Introduction

Asessubg and diagnosing the characteristics of cohorts & phenotypes is fundamental to ensuring the reliability and credibility of observational research for OMOP CDM-compliant data. This is also an essential step in phenotype development. The OHDSI community has developed an R package, CohortDiagnostics, which provides researchers with a systematic approach to examine various facets of cohorts, enabling them to identify potential biases, assess data completeness and compare characteristics of cohorts, and validate the suitability of cohorts for analysis. This tool is crucial for researchers working within the Observational Health Data Sciences and Informatics (OHDSI) ecosystem, enabling them to ensure the accuracy and reliability of cohort definitions through a detailed examination of incidence rates, cohort characteristics, and the specific codes triggering cohort inclusion criteria. CohortDiagnostics streamlines the process of cohort evaluation by:

  1. Generating a broad spectrum of diagnostics against a CDM database - see more details here: Features and Functionalities
  2. Providing an interactive R Shiny application within the package for an intuitive exploration and visualization of these diagnostics. For more information on R Shiny, see here.
  3. For more detailed information and documentation on CohortDiagnostics, visit the Github site for the package here.

Features and Functionalities

CohortDiagnostics offers a suite of features designed to deepen the understanding of cohort dynamics and the intricacies of cohort definitions, including:

  1. Cohort Definition: Facilitates the examination and validation of the logic behind cohort definitions, ensuring they accurately capture the intended population and allows for the asessment of cohort inclusion rule logic & attrition.
  2. Concepts in Data Source: Identifies the specific concepts present within the data source that are relevant to the cohort definitions, enabling a deeper understanding of standard and non-standard concepts present in the underlying patient population for each database.
  3. Orphan Concepts: Highlights concepts that, despite their relevance, are not captured within a cohort’s definition. This helps in refining concept sets and cohort criteria to ensure comprehensiveness and relevance.
  4. Cohort Counts: Provides counts of individuals and records within cohorts, offering a basic measure of cohort size and scope.
  5. Incidence Rate: Calculates the incidence rate of cohorts, stratified by various demographic and temporal factors such as age, sex, and calendar year, to assess the frequency of patients/records in the cohort and potential patterns over these strata.
  6. Time Distributions: Examines the distribution of time-related variables within cohorts, such as observation time before and after cohort index date as well as cohort duration, offering insights into cohort dynamics over time and available observation time.
  7. Index Event Breakdown: Summarizes the specific concepts (both standard and non-standard) that patients in the cohort are entering on across each database.
  8. Visit Context: Analyzes the healthcare context (e.g., inpatient, outpatient, laboratory visit) of the index events, highlighting the relationship between the cohort start date and the visits recorded in each database, both before, during, and after cohort entry.
  9. Cohort Overlap: Assesses the degree of patient overlap between cohorts, which can inform on potential biases, errors, or redundancies in cohort construction.
  10. Cohort Characterization: Characterizes cohorts by detailing prevalent conditions, medication use, procedures, and more, to understand the clinical profile of cohort members over various time periods relative to index.
  11. Compare Cohort Characterization: Enables the direct comparison of characteristics between cohorts, facilitating the identification of unique or shared features across different cohorts and across time points (both before and after index).
  12. Meta Data: Provides meta-information about the data and analyses conducted.

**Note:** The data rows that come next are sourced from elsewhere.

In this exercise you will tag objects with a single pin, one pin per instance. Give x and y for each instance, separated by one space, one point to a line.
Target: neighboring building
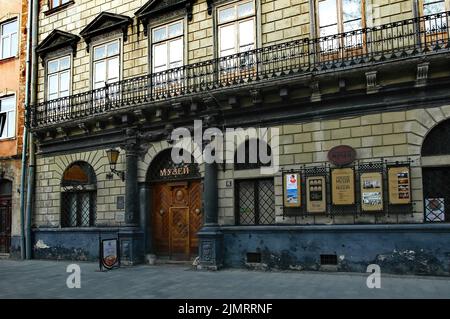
13 20
370 75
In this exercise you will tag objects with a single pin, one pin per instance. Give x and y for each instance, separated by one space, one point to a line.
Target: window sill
58 8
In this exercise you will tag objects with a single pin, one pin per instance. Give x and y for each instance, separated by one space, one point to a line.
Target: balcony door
336 21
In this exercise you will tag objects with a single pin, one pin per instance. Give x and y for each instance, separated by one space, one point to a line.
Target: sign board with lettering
343 186
372 191
292 190
316 194
342 155
399 185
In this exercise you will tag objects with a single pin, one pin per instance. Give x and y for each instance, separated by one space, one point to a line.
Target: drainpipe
32 158
25 134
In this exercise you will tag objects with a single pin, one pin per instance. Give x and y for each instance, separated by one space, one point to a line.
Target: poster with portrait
435 209
292 193
372 191
343 186
316 194
399 185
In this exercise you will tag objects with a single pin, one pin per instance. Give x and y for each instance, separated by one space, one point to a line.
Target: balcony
427 35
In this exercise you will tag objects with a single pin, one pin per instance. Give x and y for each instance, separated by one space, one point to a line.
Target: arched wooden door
176 218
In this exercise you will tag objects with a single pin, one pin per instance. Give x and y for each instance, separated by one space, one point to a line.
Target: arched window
78 198
436 173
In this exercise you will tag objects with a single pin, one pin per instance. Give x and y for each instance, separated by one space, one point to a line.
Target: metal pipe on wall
32 158
25 132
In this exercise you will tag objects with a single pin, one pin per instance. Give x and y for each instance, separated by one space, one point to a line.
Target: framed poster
399 185
343 186
372 191
292 191
434 209
316 194
109 253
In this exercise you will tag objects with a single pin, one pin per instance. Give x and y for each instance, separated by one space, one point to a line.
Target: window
255 202
433 6
9 43
57 3
106 64
339 16
58 78
236 25
78 199
7 117
168 46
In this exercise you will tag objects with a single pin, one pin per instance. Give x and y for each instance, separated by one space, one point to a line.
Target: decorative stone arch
96 159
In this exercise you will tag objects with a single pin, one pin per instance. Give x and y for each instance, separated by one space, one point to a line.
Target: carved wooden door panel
162 199
176 219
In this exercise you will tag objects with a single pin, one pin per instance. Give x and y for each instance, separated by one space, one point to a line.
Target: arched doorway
5 215
176 210
436 173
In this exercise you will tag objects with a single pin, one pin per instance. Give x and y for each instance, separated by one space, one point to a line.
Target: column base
210 248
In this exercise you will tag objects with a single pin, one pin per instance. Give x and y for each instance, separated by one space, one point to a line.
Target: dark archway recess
437 142
163 168
247 164
436 180
5 215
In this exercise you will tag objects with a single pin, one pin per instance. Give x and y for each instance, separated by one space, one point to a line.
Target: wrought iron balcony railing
396 40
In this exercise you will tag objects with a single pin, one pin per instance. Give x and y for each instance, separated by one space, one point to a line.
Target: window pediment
104 23
155 8
57 39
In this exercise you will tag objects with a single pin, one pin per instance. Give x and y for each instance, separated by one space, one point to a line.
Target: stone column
131 236
131 184
210 236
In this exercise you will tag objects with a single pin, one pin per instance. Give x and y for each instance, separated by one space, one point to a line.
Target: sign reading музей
174 171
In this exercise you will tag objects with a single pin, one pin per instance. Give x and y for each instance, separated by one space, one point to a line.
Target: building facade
354 96
13 21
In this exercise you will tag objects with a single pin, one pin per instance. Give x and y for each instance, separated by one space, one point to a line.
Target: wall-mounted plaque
372 191
292 191
342 155
109 254
343 186
399 185
316 194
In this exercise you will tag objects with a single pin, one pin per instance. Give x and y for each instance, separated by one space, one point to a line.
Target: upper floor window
106 68
236 25
57 3
7 117
9 43
167 46
433 6
338 16
58 78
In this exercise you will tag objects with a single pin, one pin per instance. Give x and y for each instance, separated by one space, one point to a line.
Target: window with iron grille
255 202
78 198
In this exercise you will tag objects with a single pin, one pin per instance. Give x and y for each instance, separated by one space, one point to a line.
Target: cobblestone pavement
47 279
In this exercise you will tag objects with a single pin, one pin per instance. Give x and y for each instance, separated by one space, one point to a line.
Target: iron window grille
255 202
79 196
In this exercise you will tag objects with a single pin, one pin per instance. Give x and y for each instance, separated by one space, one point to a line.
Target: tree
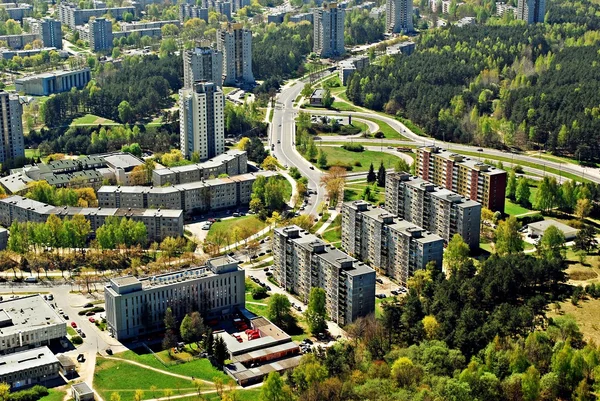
511 186
327 98
507 237
523 192
274 389
552 244
220 351
381 176
279 310
583 208
316 313
125 112
371 177
585 240
457 254
322 160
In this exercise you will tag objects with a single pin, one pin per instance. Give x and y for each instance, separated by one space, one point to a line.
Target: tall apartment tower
464 175
392 246
50 32
101 36
235 44
202 122
11 126
329 30
202 64
531 11
303 262
398 16
436 209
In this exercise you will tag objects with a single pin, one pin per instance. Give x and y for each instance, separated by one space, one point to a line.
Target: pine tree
371 177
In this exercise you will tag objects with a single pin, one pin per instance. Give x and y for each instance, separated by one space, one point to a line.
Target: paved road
282 137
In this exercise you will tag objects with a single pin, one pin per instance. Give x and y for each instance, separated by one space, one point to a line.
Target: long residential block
199 196
303 262
232 162
137 306
394 247
28 322
436 209
464 175
159 223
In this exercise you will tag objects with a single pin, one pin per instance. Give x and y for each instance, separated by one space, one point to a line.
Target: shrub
353 147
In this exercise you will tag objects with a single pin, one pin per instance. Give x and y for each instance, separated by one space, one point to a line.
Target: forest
499 85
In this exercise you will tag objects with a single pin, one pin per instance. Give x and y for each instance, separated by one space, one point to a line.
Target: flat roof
24 360
29 312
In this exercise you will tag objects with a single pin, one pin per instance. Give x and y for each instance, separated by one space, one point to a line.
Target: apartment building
136 306
28 322
347 67
202 64
235 43
53 82
71 15
392 246
531 11
436 209
101 36
233 162
398 16
49 31
194 197
160 223
464 175
302 262
329 30
28 368
187 11
11 124
202 120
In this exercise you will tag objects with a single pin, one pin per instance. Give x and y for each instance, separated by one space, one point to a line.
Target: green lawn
90 119
338 156
54 395
245 225
123 378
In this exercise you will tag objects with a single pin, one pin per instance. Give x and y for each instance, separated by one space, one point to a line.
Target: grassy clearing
245 226
358 161
91 119
123 378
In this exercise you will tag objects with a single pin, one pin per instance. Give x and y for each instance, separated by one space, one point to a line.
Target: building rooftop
21 314
24 360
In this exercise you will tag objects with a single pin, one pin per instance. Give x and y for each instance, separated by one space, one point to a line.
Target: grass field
123 378
339 156
248 225
90 119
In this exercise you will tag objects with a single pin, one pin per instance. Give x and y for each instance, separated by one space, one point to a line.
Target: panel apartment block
11 126
28 322
398 16
193 197
159 223
235 43
464 175
329 30
137 306
233 162
202 120
302 262
392 246
202 64
436 209
53 82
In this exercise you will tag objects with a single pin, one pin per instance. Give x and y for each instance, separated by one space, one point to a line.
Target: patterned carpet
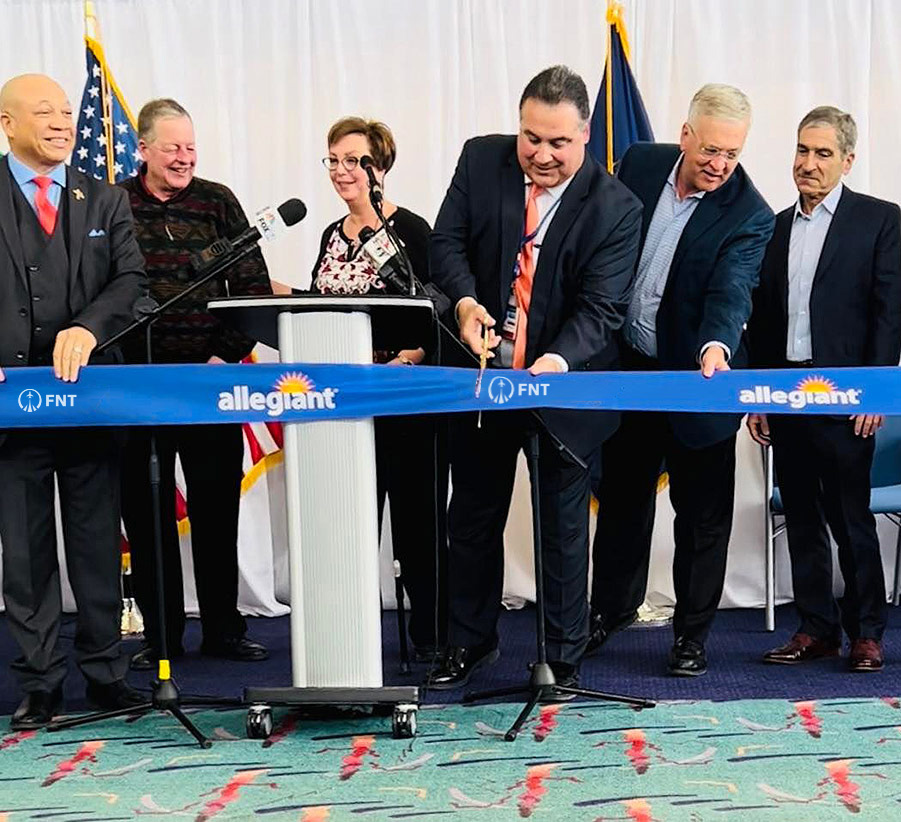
692 760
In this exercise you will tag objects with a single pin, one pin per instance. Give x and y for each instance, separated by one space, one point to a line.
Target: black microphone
267 224
144 306
375 187
385 258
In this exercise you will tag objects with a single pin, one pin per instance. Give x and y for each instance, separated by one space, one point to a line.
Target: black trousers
823 473
412 469
483 467
211 459
702 490
85 463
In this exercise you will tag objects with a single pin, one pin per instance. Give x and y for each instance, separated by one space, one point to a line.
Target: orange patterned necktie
522 285
46 210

Together, these features equip researchers with the tools necessary for a thorough examination of cohort definitions, enhancing the quality and reliability of observational health research.

Utility and Application

CohortDiagnostics significantly contributes to the field of observational health research by providing a robust framework for the evaluation and validation of cohort definitions. Its utility spans several critical areas:

  1. Enhancing Cohort Definition Confidence: By offering detailed diagnostics, CohortDiagnostics helps researchers refine their cohort definitions, ensuring they accurately capture the intended population. This is a critical step in phenotype development, which is a cornerstone of modern observational health data research.
  2. Identifying Missing Concepts & Cohort Entry Events: Through the identification of orphan concepts and the detailed breakdown of index events, researchers can pinpoint gaps or misspecifications in cohort definitions. Iterating over multiple potential cohort definitions after analyzing these diagnostics is an encouraged and common practice.
  3. Facilitating the Ideas Behind Comparative Analyses: The package’s capabilities to characterize and compare cohorts, as well as to analyze cohort overlaps, are invaluable for researchers looking to understand the nuances and dynamics of their study populations. These diagnostics can help inform comparative studies in the future, after the cohorts and phenotypes are refined and finalized.
  4. Supporting Transparent Research: By enabling the listing of source codes, data source information, and providing a platform for detailed diagnostics exploration, CohortDiagnostics fosters a culture of transparency and reproducibility in observational research.